Il avait été prix Médicis étranger 2010 à la surprise générale avec « Sukkwan Island », puis un des évènements de la rentrée 2011 avec « Désolations ». Son nouveau livre paraît en France au moment des dernières neiges de l’hiver.

 Du nature writing au drame familial

«Impurs» en scotchera plus d’un. La fournaise du soleil californien sous lequel cuit ce psychodrame familial est aux antipodes des neiges alaskiennes de «Sukkwan Island», et de la nature claustro et menaçante de «Désolations». Quand ce dernier portait des couples à ébullition, « Impurs » met une seule et même famille su le grill. Ici, point de « nature writing », genre littéraire qu’avait accroché Vann. Ce nouveau roman est un drame psychologique.

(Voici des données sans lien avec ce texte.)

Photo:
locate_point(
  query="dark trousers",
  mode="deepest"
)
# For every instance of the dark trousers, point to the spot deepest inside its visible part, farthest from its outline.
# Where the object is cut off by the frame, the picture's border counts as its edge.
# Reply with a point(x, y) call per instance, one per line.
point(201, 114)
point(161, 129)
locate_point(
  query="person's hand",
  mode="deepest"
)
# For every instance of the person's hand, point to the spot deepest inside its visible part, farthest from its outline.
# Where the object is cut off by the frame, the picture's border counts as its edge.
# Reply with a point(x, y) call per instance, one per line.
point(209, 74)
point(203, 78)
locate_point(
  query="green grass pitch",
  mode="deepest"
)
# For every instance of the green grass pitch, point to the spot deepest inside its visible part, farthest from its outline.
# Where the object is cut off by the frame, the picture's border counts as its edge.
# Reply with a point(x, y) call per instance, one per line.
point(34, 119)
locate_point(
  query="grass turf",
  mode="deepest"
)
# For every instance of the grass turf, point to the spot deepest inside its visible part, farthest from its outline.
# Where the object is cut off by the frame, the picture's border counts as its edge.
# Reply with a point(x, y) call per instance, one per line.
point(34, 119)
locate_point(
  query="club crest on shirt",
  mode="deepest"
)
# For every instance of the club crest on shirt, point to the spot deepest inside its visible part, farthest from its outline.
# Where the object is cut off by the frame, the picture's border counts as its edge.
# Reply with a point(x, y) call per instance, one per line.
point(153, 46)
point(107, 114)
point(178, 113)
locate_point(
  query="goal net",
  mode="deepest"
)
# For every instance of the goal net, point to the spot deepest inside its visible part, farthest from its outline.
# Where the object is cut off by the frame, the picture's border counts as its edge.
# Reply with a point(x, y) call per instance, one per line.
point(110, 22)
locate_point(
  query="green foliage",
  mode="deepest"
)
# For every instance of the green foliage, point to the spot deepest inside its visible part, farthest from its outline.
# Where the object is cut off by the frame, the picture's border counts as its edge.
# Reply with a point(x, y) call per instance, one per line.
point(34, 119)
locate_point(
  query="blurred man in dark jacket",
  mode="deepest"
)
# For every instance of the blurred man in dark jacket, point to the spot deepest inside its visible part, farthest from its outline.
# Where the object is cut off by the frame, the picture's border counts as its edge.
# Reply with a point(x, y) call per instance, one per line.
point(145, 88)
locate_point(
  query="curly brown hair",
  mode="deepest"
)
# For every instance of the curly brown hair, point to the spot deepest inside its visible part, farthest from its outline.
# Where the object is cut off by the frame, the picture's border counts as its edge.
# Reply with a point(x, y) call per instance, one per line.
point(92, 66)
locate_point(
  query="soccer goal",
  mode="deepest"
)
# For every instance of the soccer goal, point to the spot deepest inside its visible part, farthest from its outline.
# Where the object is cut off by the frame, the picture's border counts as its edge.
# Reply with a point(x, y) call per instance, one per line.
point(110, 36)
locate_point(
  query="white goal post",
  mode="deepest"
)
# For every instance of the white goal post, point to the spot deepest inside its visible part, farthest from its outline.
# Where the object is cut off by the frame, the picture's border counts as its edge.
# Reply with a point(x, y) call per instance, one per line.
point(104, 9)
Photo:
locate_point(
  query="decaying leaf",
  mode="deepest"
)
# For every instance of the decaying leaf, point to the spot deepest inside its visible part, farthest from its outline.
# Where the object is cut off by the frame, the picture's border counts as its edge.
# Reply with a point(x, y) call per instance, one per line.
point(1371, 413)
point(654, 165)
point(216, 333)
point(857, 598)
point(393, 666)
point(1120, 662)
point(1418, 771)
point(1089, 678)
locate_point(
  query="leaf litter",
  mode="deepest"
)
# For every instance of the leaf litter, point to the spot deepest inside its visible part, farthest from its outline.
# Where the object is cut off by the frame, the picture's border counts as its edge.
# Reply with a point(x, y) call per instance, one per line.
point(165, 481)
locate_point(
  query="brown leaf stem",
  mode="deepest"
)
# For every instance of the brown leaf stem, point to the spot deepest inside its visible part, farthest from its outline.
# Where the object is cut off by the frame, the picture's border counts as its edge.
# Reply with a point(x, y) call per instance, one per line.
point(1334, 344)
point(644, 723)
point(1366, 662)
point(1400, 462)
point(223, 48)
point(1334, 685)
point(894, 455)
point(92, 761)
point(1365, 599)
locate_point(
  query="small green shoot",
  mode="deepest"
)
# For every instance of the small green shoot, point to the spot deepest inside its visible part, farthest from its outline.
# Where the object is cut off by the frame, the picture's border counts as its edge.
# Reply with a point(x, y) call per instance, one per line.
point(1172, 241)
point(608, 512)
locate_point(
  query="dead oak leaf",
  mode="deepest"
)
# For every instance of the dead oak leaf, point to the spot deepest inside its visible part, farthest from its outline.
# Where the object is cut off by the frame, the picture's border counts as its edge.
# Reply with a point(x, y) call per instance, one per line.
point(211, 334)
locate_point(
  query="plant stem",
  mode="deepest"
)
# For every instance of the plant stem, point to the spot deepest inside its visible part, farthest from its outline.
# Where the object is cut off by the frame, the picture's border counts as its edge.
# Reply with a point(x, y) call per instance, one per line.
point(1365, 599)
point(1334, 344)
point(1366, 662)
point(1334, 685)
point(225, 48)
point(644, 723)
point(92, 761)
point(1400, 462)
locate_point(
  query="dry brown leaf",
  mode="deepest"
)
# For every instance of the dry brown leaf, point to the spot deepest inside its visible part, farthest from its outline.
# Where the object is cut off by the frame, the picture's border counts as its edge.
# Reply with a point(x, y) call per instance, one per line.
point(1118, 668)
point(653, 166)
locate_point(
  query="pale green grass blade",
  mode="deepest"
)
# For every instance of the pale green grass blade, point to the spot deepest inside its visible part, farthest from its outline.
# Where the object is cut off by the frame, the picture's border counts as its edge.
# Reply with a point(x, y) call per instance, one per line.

Nous sommes en 1985, l’époque des cassettes dans les walkmans. A Carmichael, banlieue de Sacramento, en plein cœur de la Vallée Centrale de Californie. Galen est un jeune homme de vingt-deux ans, qui vit avec sa mère dans la vieille demeure familiale. Une mère qui s’attache à faire revivre un passé familial idéalisé, et étouffe son garçon d’amour oppressant. Bref, Galen est un fils à maman, qui ne sort jamais de chez lui. Ce qui lui laisse le temps de lire « Siddartha » pour la centième fois, en écoutant « le non-vent, le calme ».

 

Au non-vent répond le « non-soi », dans lequel le jeune homme se réfugie, tiraillé qu’il est entre la masturbation sur les pages du magazine Hustler et un retrait du monde nourri de Hermann Hesse, Carlos Castaneda, ou Khalil Gibran.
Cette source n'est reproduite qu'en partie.